Video Resource: Multi-Ethnic Churches and the Liberating Power of Lament with Pastor Inés Velásquez-McBryde
In this week's podcast highlight, Latasha Morrison discusses the dynamics of building multi-ethnic churches with Inés Velásquez-McBryde. For Velásquez-McBryde, awareness of contextual history, both that of the early church and of the colonisation of the Americas, is critical for the establishing of multi-ethnic congregations. She further highlights the need for lamentation and reconciliation in mending interracial gaps and ultimately facilitating multi-ethnic churches. In her twenty years of church planting and congregational leadership, she observed that “people want proximity to the people of colour in the pew, but they did not want proximity to the pain of the people of colour outside of the pew.” But, of course, if you cannot identify with a people's pain, you cannot identify with them. It is that simple.
3. Quotes I am Pondering
Ubuntu [...] speaks of the very essence of being human. [We] say [...] "Hey, so-and-so has ubuntu." Then you are generous, you are hospitable, you are friendly and caring and compassionate. You share what you have. It is to say, "My humanity is caught up, is inextricably bound up, in yours." We belong in a bundle of life. We say, "A person is a person through other persons.” … A person with ubuntu is open and available to others, affirming of others, does not feel threatened that others are able and good, for he or she has a proper self-assurance that comes from knowing that he or she belongs in a greater whole and is diminished when others are humiliated or diminished, when others are tortured or oppressed, or treated as if they were less than who they are. — Desmond Tutu
The response of the church should therefore be the promotion and provision of adequate cross-cultural theological and missiological training, to prepare church leaders ... including those in declining mainline denominations, to extend their ministries beyond the traditional white middle-class publics, and be adaptable to the needs of ethnic and diaspora peoples in its changing society. — Sheila Akomiah-Conteh
As long as missionaries were committed to translation, so long would vernacular concepts and usage continue to shape and direct the transmission of Christianity, including the understanding of God by more inclusive criteria. — Lamin Sanneh
Thank you, I pray you have a missionally fruitful week.
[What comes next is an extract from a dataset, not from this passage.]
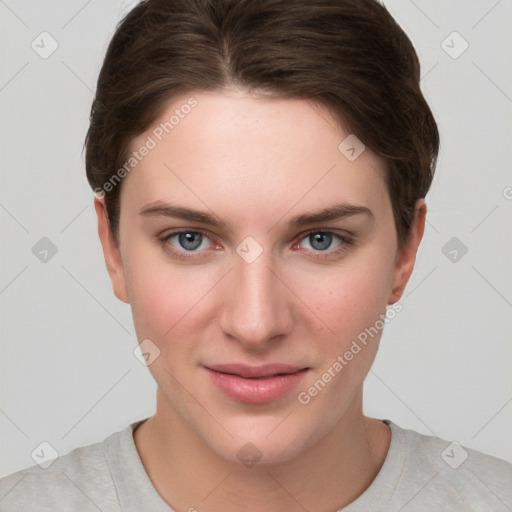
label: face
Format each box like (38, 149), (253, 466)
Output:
(96, 87), (424, 465)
Thank you, Dr. Sir. Your recent publications are thought-provoking. You exemplify having our thinking caps on and dishing wisdom in the spirit of grace and love.
This is brilliant! It’s exactly what we need to be discussing in our western churches. Being from the U.K., the inner city churches are multicultural and full of ethnic diversity but lacks discussion on how translation and language shapes culture and understanding.